By Christiane Amanpour/chief international correspondent for CNN and CPJ senior advisor
In November, I stood before top news media executives in the United States and called on them to stamp out sexual harassment in their organizations. "The floodgates are open," I told the audience at the annual International Press Freedom Awards gala of the Committee to Protect Journalists (CPJ). Within days, the chair of that dinner, CBS News President David Rhodes, would fire the network's morning show co-host Charlie Rose amid reports of sexual misconduct. Since then, the trickle of resignations has turned into a flood. Stories broke about other prominent journalists' inappropriate behavior, and a second giant of morning network television, Matt Lauer of NBC, was soon swept away by the same tide.
We have a long way to go in our industry and in the wider society. Recently, we marked the one-year anniversary of the inauguration of a president who has bragged about sexual assault and has been accused of forcibly kissing a journalist from People magazine.
By speaking out, by raising our voices, we've exposed the abusers, and we applaud the industry leaders who've acted swiftly and decisively. But if we want to stamp out sexual harassment, we will need to make broader changes.
As a board member of CPJ and UNESCO's Goodwill Ambassador for Freedom of Expression and Journalist Safety, I often meet journalists, both men and women, who stand up to power and pay a terrible price. I'm awed by the courage of all of them. But female reporters face special risks. Trolls stalk female reporters more than men. A study by British think tank Demos found that female journalists and TV news presenters receive roughly three times more abuse on Twitter than their male counterparts.
Character assassination, vicious personal attacks, doxing, and even death threats by regimes, religious fanatics, criminals, or militias are the cost of doing business for too many women in the media around the world. Take Khadija Ismayilova, a courageous investigative reporter from Azerbaijan. Authorities there tried to shame her by making public an intimate video tape. She was eventually imprisoned for 18 months.
Female reporters confront terrible risks in the field. Then they come home and face harassment and even assault in the workplace. Who knew that such dangers lurked in the newsrooms of liberal Western democracies? Well, many women reporters did. Some complained to employers. Some learned to navigate these toxic waters.
The dogged reporting of a handful of news organizations shattered the wall of silence around producer Harvey Weinstein, and the public outrage was palpable. He turned out to be just the tip of our own iceberg in the entertainment business. In the news industry we had the iceberg--Fox's Roger Ailes and Bill O'Reilly.
These and other revelations seem to have encouraged more women to come forward. We need more. I want media owners, news executives, and editors to ruthlessly eliminate sexual harassment and banish predators from their organizations.
It is important that powerful serial harassers are taken down. But these were not the only men responsible: There were executives who made calculations of money or convenience, HR departments that were unresponsive or untrusting, lawyers who drafted non-disclosure agreements to keep women silent. We need to widen the lens and recognize that this is not a problem of a few bad apples.

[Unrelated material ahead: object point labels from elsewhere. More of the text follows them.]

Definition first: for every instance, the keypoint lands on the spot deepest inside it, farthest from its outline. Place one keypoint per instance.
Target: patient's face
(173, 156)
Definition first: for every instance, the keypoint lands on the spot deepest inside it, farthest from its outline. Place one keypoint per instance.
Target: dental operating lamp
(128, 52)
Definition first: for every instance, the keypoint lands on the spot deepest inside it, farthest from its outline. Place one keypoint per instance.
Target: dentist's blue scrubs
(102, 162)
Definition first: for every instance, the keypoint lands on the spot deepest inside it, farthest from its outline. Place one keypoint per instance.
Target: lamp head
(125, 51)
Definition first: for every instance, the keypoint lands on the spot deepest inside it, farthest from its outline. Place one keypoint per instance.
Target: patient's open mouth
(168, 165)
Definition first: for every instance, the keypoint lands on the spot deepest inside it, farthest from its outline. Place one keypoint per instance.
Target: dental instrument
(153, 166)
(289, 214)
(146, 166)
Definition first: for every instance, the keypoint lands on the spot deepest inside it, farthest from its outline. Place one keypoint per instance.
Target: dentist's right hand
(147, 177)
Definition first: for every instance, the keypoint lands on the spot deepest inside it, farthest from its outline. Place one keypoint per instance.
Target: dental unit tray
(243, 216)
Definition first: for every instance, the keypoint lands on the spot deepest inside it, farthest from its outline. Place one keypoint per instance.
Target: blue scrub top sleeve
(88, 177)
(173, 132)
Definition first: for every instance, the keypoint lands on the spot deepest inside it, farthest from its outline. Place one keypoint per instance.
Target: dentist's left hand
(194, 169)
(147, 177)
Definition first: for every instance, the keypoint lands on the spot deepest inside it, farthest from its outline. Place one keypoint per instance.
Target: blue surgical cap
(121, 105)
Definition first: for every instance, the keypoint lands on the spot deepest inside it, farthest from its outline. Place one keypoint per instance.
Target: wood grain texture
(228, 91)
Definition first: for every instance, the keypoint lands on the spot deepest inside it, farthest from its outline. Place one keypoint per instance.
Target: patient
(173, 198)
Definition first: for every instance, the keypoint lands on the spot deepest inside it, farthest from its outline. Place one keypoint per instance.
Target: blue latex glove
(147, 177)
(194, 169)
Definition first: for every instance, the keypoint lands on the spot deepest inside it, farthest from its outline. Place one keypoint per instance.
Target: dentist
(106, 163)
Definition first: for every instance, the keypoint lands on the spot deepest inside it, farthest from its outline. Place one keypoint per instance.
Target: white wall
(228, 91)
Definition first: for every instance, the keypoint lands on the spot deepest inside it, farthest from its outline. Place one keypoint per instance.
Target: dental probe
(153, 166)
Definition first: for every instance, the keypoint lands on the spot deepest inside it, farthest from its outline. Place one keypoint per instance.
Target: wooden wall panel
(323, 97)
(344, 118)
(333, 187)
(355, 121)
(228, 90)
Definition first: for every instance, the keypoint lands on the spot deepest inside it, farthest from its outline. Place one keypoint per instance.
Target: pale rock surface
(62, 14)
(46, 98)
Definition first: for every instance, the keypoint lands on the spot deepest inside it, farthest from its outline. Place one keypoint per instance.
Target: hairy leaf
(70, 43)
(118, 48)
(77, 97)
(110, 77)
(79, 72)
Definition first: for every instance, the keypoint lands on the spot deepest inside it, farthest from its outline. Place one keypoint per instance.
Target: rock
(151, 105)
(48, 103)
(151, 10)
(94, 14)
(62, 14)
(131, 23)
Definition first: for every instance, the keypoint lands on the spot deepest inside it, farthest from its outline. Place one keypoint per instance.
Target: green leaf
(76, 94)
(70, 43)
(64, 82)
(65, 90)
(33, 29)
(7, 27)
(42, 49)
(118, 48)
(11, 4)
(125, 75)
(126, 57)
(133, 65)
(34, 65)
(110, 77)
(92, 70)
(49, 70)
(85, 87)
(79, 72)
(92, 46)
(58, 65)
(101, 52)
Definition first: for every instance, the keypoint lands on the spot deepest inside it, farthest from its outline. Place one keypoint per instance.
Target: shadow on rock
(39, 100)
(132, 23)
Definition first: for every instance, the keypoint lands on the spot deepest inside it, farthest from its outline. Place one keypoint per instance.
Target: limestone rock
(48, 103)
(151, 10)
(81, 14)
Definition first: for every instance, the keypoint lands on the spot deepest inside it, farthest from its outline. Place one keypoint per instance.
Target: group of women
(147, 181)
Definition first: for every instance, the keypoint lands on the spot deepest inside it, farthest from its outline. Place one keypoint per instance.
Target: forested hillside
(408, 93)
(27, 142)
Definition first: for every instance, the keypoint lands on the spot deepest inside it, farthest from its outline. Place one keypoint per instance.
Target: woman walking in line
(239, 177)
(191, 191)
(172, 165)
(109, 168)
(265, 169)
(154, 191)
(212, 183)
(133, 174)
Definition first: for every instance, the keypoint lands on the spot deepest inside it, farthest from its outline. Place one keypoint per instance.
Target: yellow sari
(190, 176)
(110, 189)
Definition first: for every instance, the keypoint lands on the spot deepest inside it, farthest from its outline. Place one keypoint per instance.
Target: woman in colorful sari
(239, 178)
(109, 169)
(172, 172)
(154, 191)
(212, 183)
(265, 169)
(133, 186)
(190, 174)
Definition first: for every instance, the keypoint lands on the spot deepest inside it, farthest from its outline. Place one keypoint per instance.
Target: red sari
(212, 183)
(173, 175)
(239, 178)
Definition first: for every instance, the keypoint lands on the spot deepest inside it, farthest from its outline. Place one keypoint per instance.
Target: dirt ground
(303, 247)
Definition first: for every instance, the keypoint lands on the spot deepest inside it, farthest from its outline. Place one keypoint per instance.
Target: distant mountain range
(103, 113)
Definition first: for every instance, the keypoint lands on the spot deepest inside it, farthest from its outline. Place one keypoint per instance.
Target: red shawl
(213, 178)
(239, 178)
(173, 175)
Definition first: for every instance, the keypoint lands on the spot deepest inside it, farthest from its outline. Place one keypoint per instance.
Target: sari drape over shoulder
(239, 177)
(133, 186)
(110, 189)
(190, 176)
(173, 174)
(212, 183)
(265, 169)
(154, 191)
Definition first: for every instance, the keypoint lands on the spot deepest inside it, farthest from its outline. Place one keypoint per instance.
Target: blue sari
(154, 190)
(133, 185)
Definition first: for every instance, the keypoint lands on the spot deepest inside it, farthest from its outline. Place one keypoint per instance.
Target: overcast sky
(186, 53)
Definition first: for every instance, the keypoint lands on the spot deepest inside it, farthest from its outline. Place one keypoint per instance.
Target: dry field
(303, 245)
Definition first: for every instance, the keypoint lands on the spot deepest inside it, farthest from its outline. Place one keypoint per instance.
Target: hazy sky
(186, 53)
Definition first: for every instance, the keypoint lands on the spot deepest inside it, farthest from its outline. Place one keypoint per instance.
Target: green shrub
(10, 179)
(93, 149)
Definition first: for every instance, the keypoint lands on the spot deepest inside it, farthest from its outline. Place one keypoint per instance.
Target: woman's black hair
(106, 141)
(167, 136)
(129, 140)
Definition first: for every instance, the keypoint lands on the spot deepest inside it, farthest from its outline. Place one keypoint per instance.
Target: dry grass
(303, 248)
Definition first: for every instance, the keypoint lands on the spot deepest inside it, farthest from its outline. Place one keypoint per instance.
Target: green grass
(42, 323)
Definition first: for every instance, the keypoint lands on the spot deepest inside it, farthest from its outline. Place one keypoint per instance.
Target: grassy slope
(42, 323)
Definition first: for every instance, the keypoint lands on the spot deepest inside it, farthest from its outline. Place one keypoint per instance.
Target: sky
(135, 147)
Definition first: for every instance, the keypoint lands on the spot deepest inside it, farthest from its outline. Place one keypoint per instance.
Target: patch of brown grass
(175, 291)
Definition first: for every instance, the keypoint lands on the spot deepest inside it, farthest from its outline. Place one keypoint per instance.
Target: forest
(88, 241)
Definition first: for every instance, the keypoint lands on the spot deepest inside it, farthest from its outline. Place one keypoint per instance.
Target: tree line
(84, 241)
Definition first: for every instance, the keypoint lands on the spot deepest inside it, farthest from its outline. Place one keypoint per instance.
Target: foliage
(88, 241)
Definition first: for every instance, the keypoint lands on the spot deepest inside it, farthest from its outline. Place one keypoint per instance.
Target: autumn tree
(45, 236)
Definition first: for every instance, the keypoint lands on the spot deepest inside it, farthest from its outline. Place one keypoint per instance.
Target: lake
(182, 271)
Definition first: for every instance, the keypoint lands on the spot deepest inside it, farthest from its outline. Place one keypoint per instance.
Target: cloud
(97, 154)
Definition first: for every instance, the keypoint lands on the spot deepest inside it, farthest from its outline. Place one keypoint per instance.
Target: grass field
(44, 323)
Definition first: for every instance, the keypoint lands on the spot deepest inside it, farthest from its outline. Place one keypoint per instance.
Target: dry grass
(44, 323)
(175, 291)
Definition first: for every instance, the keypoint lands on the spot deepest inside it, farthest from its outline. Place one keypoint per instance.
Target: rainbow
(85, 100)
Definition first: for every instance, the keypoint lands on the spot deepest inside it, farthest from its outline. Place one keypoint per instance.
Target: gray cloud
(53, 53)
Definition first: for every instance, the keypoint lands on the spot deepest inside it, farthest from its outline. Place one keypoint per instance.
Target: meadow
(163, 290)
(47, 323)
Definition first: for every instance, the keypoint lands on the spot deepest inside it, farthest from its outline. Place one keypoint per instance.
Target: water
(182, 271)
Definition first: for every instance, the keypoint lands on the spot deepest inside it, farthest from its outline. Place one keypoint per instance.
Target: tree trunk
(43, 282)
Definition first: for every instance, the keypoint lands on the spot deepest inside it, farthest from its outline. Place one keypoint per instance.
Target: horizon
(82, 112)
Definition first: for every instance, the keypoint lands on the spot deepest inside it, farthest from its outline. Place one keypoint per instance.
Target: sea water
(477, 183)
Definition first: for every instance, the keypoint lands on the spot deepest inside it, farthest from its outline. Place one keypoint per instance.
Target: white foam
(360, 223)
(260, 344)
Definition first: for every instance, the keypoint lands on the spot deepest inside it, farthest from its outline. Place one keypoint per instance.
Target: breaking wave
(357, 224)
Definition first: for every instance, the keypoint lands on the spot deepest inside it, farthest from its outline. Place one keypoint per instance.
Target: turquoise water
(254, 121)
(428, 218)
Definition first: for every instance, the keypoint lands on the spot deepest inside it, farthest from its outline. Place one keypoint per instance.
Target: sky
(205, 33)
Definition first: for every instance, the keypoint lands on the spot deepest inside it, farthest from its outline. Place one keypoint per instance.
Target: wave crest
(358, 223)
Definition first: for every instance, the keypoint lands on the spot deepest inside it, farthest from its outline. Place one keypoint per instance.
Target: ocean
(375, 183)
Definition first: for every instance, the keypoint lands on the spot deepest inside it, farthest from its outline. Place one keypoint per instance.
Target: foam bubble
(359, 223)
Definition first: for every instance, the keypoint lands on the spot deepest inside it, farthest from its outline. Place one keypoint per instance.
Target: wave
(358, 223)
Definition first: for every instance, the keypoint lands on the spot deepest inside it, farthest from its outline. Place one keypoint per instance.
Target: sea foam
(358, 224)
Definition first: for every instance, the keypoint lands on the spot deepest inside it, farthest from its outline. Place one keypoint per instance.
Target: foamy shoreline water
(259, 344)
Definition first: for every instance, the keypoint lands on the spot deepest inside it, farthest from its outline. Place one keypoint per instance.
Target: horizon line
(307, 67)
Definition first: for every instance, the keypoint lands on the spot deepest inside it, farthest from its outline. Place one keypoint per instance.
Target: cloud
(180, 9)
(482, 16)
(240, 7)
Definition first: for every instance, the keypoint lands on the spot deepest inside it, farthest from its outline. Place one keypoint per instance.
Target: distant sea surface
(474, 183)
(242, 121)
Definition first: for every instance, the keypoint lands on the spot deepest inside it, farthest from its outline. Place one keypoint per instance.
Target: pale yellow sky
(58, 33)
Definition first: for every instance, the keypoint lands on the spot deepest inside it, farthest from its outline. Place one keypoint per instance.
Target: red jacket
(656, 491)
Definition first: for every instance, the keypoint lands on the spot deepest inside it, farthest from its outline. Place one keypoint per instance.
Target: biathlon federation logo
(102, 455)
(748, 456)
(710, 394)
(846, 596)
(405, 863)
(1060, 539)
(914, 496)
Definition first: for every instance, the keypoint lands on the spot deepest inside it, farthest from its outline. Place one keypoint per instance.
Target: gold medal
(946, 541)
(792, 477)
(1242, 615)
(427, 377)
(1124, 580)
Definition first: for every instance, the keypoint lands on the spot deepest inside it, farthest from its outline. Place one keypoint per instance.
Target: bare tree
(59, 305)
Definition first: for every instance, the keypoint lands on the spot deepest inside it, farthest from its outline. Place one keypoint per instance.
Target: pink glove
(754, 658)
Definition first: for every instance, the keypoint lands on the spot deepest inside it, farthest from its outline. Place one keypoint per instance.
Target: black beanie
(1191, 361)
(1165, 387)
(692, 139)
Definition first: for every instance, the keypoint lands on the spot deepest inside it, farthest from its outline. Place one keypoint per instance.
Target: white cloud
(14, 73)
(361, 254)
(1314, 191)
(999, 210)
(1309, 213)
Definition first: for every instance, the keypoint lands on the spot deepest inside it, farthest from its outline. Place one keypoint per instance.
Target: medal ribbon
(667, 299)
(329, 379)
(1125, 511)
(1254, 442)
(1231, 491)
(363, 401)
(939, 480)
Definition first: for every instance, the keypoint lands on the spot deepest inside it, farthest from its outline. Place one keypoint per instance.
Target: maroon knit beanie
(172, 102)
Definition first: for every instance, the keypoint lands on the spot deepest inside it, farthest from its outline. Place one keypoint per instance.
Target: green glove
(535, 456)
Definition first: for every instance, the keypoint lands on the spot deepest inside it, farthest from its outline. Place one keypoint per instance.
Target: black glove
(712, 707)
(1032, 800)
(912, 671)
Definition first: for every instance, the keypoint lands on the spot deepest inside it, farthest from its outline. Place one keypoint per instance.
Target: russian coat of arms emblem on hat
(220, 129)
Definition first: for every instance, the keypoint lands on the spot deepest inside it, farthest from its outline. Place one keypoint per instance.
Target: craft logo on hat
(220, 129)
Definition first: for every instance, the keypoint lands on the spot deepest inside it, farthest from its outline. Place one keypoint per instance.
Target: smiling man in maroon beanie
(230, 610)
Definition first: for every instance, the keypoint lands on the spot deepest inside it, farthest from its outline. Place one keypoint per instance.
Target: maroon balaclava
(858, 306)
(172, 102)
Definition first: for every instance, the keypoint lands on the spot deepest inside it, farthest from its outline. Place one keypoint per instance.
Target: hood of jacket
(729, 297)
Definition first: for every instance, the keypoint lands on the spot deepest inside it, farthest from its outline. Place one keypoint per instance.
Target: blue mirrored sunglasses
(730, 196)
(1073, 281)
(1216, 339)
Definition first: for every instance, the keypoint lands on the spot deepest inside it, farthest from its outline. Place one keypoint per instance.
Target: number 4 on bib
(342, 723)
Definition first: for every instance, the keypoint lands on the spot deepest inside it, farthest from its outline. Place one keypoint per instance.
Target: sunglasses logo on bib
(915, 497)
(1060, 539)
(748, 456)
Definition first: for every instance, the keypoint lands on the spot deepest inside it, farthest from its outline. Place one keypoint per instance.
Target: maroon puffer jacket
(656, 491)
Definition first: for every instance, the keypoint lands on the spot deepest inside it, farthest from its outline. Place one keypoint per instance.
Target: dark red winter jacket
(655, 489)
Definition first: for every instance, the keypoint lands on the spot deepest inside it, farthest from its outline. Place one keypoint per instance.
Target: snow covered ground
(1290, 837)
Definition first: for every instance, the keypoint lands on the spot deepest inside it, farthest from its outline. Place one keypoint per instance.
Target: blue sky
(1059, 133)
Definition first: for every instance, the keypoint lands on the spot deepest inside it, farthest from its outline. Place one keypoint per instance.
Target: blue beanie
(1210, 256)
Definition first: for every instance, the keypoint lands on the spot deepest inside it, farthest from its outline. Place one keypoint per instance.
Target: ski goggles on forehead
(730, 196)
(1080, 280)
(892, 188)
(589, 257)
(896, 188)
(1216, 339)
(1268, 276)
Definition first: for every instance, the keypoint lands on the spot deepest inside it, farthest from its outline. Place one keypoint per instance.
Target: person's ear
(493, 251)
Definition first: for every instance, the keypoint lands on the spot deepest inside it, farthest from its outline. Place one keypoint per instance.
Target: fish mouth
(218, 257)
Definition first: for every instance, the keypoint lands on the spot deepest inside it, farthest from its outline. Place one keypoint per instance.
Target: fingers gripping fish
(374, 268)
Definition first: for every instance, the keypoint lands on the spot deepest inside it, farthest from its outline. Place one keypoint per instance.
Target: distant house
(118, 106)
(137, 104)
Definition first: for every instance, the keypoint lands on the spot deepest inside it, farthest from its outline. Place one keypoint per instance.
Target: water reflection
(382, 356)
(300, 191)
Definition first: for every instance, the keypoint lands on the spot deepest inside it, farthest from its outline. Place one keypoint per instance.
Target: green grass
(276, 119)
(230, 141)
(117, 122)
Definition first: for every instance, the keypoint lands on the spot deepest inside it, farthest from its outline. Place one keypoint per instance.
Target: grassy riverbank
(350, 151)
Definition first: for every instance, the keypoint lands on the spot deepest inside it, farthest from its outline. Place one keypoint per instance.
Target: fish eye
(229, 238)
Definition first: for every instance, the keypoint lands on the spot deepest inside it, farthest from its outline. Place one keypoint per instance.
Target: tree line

The problem of sexual harassment and its pervasiveness in our industry is not just anecdotal.
A joint study by the International Women's Media Foundation, where I serve as honorary board member, and the International News Safety Institute found that the most commonly reported perpetrators of "intimidation, threats, and abuse" were bosses.
When asked where they encountered physical violence, nearly half of the female reporters questioned said: "in the field." But a startling 18 percent said: "in the office."
The study, Violence and Harassment against Women in the News Media: A Global Picture, showed that nearly half of those surveyed had experienced sexual harassment, mostly in the office.
It's disappointing that when the Columbia Journalism Review sent out a survey about sexual harassment policies to senior management in 149 newsrooms, it did not hear back from a single one in the first three weeks. Individual journalists, however, did respond to a separate survey. Hundreds of them. Eighty percent of freelancers said that if they wanted to report an instance of sexual harassment, they would not know how to do that.
We need a loud and proud declaration of zero tolerance. And there is one thing I know for sure: Women and young men will not feel safe until all our male colleagues and bosses are on our side.
It is ironic that the executives and editors who insist that reporters have safety training, flak jackets, and helmets when they send us to hot spots overseas often leave us to fend for ourselves at home.
Thanks to some brave women and some great reporting, the problem of pervasive sexual harassment has been exposed. There's no closing our eyes. There's no turning away. There's no more tolerance. There's no acceptance. This must end. It must end now.
Christiane Amanpour is CNN's chief international correspondent and anchor of the network's award-winning, flagship global affairs program "Amanpour." She joined CPJ's board of directors in 2005 and later began serving the organization as a senior advisor.
[EDITOR'S NOTE: This article first appeared in Columbia Journalism Review's "Winter 2018 Issue," published in partnership with CPJ.]